El primero en salir al escenario fue Michael Bublé. El reconocido cantante canadiense fue recibido con una ovación ensordecedora y rápidamente se convirtió en el alma de la fiesta. Con uno de sus temas más populares, el artista hizo cantar a todo el estadio y le dio el tono perfecto a una ceremonia que combinó música, luces y un marcado espíritu mundialista. Su actuación fue uno de los puntos más altos de una noche que tuvo al espectáculo como gran protagonista.
Cuando la emoción parecía haber alcanzado su techo, llegó otro de los momentos más esperados.

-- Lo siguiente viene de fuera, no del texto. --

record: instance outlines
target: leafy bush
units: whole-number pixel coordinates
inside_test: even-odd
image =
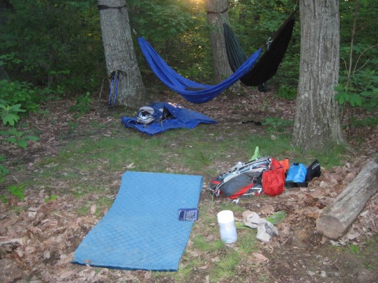
[[[86,94],[82,94],[76,98],[76,103],[68,109],[69,112],[77,112],[74,118],[89,113],[92,110],[91,103],[92,98],[90,98],[91,93],[87,91]]]
[[[32,84],[26,82],[9,82],[6,79],[0,81],[1,98],[7,101],[8,105],[20,104],[27,112],[36,111],[38,105],[36,92],[32,89]]]

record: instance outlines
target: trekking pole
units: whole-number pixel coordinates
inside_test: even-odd
[[[123,71],[121,71],[121,70],[117,70],[117,75],[116,75],[116,91],[114,94],[114,101],[113,102],[113,111],[114,110],[114,108],[116,107],[116,95],[117,95],[117,91],[118,91],[118,82],[119,81],[119,75],[122,75],[123,77],[126,76],[126,73]]]
[[[108,110],[109,110],[109,107],[110,107],[110,102],[112,101],[112,93],[113,91],[113,83],[114,82],[114,75],[115,74],[116,74],[116,71],[113,71],[109,75],[109,78],[111,79],[111,82],[110,82],[110,92],[109,93],[109,100],[107,101],[107,109]]]
[[[116,71],[116,89],[114,91],[114,100],[113,101],[113,111],[115,110],[116,108],[116,93],[118,91],[118,82],[119,82],[119,74],[121,73],[121,71],[118,70]]]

Alanis Morissette tomó el micrófono para interpretar el himno nacional canadiense y provocó una de las imágenes más conmovedoras de la jornada. Con todo el estadio de pie y miles de banderas rojas y blancas flameando en las tribunas, la cantante puso su sello en una interpretación cargada de sentimiento que despertó el orgullo de los anfitriones.
La ceremonia confirmó que Canadá no quería pasar desapercibido en su estreno como sede mundialista. Entre la energía de Bublé y la emotividad de Morissette, Toronto vivió una apertura inolvidable que logró unir música, identidad nacional y fútbol en una misma noche. Antes de que hablara la pelota, las estrellas canadienses ya habían dejado su huella en la Copa del Mundo.